However, it seems to me that in downsizing her work, the artist lost an important tension, which is the space that is neither here nor there but nevertheless served as a site for her mundane things: a fireplace; a fenced enclosure; rows and rows of auditorium seats. The vast (and possibly cosmic) space enabled an ordinary wooden chair and table, for example, to gain a veneer of abjectness. Plainness and repetition became heightened states.
In the large works that gained her attention — she won a MacArthur Prize (or “Genius” award) in 2002 — Khedoori made clear nods to process (the wax-coated paper picked up hair, dust, lint, and staples in her studio), the commonplace (Ed Ruscha), exactitude (Vija Celmins), New Image (Robert Moskowitz) and Minimalism (Agnes Martin). In an age of signs and semiotics, writers feel empowered to tap an artist’s smallest gesture for vast reservoirs of meaning. Stark and allusive, Khedoori’s work was a deconstructionist’s wet dream.

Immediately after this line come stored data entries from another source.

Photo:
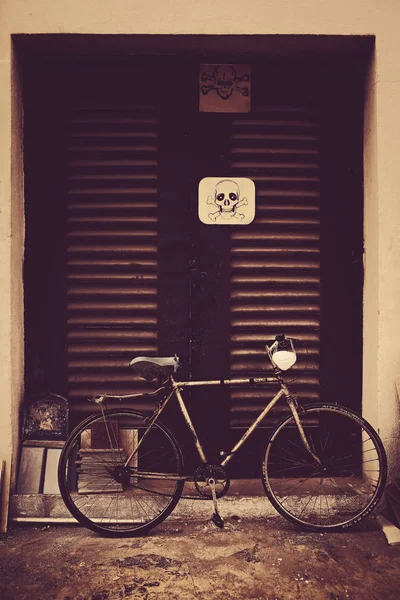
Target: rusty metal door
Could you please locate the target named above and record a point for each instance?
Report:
(142, 275)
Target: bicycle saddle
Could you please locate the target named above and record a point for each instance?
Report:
(155, 368)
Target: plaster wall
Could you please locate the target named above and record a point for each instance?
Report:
(382, 147)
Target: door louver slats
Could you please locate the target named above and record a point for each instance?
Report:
(275, 261)
(112, 250)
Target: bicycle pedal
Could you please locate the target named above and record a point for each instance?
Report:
(218, 520)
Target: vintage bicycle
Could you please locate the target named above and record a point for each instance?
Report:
(121, 472)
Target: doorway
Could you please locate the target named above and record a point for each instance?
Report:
(118, 263)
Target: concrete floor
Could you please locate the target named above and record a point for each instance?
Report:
(250, 559)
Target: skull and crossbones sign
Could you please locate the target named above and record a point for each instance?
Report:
(227, 199)
(224, 80)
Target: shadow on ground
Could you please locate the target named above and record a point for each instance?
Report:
(259, 559)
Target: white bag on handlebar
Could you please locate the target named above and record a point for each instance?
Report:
(284, 358)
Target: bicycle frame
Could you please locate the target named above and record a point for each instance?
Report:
(177, 386)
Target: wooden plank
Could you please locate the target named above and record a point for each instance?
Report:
(44, 443)
(31, 470)
(50, 485)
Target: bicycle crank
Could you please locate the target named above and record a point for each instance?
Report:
(202, 477)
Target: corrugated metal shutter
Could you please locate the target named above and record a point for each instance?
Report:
(275, 280)
(112, 249)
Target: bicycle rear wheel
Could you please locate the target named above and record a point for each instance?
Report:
(347, 484)
(106, 495)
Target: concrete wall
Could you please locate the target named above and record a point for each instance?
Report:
(382, 149)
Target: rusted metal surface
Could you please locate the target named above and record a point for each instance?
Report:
(275, 261)
(46, 418)
(112, 250)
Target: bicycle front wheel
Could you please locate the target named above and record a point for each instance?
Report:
(340, 488)
(109, 494)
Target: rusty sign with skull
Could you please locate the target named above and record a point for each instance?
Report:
(225, 88)
(226, 201)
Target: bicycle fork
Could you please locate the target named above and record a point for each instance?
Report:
(293, 407)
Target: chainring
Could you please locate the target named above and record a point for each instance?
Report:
(204, 473)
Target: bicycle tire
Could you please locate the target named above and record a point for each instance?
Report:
(344, 488)
(106, 497)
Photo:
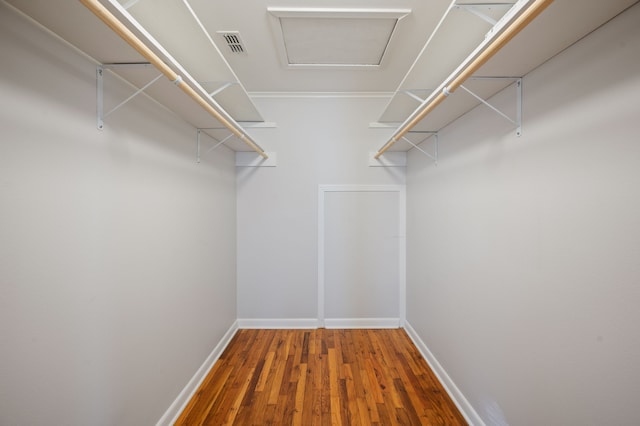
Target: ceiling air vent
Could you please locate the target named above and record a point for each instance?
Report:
(233, 41)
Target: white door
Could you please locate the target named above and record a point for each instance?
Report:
(362, 257)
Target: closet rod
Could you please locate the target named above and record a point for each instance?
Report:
(476, 60)
(127, 35)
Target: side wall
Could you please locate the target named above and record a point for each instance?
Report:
(523, 253)
(319, 140)
(117, 250)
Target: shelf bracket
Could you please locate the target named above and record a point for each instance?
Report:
(474, 10)
(101, 115)
(518, 120)
(198, 144)
(433, 134)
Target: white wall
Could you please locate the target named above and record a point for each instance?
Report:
(117, 250)
(523, 253)
(319, 140)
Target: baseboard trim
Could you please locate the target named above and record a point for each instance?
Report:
(176, 408)
(470, 415)
(275, 323)
(362, 322)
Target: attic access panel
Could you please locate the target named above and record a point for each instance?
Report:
(354, 38)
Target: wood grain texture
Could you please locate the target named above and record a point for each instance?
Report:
(321, 377)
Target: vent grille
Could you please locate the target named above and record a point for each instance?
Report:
(233, 41)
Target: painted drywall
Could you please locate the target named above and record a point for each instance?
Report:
(117, 250)
(319, 140)
(523, 253)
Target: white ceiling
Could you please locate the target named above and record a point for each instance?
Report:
(416, 59)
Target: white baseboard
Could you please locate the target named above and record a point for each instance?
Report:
(174, 410)
(283, 323)
(470, 415)
(362, 322)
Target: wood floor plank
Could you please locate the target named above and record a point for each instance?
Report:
(321, 377)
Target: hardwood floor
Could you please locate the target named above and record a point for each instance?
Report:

So what happened? Why was I dissatisfied when I left David Zwirner’s pristine industrial cavern?
One problem is that Khedoori knows how to make a smart picture, but she doesn’t have any real idea about her subject matter. At this point — after two decades of exhibiting — it would seem that she doesn’t feel the need to deal with this problem. And yet, I keep returning to this question: Is Khedoori’s lack of a subject overlooked because, as Jerry Saltz pointed out back in 1999 (and he wasn’t being in any way critical), “ her family is originally from Iraq. Her cultural heritage includes the Persian miniature, fine of line and exquisite of detail” (Village Voice, July 6, 1999). Has Khedoori gotten a free pass?
This is what I saw in Zwirner’s space — bland, uptight paintings (each of them had a white border around the black-and-white image) of barren mountain ranges (are we supposed to think Afghanistan?), unspooling rivers, lattices of trees, and various images of rope crisscrossed or hanging from the painting’s top edge. The paintings seemed like Vija Celmins lite, coasting smoothly along on skillful illustration rather than making something through drawing or painting (countless decisions).

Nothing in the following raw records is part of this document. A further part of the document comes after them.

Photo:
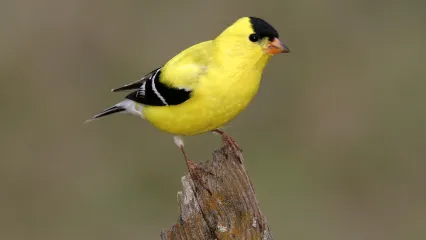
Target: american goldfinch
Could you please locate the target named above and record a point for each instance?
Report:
(205, 86)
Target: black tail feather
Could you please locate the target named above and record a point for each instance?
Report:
(108, 111)
(131, 86)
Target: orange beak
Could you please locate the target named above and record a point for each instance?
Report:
(275, 47)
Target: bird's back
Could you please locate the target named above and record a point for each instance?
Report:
(222, 88)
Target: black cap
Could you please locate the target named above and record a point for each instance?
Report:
(263, 29)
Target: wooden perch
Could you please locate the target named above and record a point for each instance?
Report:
(219, 202)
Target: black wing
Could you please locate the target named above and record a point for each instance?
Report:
(150, 91)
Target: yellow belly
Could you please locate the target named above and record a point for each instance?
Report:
(211, 106)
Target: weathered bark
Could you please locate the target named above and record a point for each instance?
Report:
(219, 202)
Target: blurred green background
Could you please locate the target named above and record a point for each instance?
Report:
(335, 141)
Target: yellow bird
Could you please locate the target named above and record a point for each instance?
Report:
(205, 86)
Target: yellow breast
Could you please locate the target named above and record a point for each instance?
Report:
(218, 99)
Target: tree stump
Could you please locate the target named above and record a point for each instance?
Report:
(219, 202)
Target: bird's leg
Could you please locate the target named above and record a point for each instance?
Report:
(189, 164)
(229, 139)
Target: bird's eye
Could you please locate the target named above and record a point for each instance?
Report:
(254, 38)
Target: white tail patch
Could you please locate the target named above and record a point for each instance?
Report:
(125, 106)
(131, 107)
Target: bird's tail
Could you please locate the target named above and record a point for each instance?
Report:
(128, 106)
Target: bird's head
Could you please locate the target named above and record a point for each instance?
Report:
(253, 35)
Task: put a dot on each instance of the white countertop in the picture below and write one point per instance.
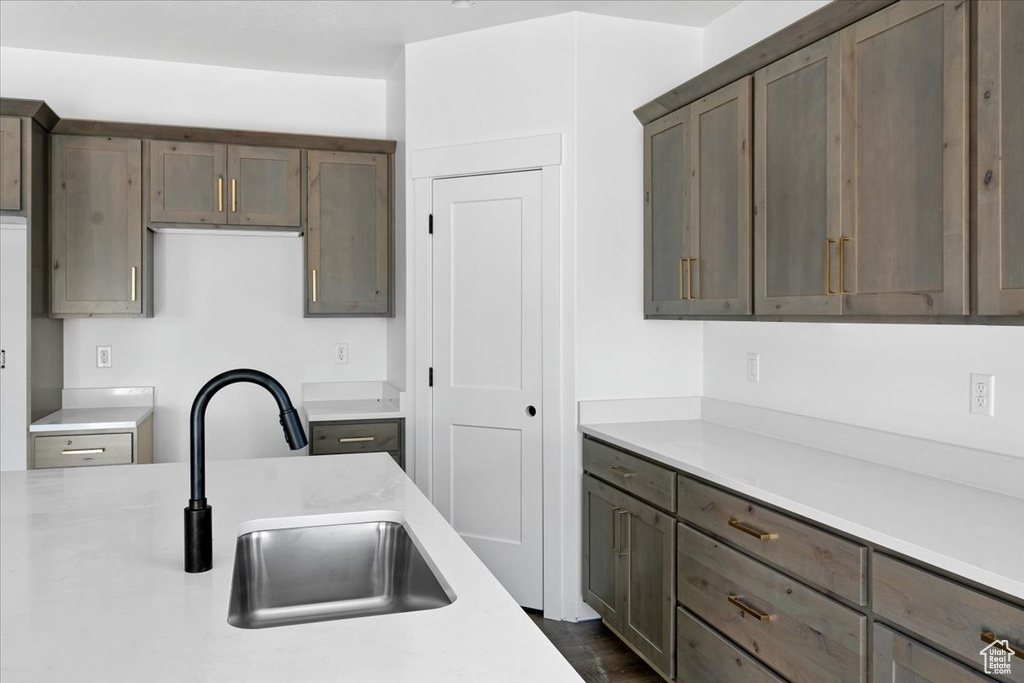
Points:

Khedoori’s latest paintings come across as disengaged, but not in any way that is meaningful. Affectation has replaced potential significance. I can’t help but wonder if the artist’s decision to downsize was market driven. While critics have suggested that Khedoori’s work is emotionally reserved, I would advance that it is withholding to the point of parsimoniousness. She elicits the viewers’ sympathy even as she expresses a cold disdain for them.
Toba Khedoori continues at David Zwirner (525 West 19th Street, Chelsea, Manhattan) through October 27.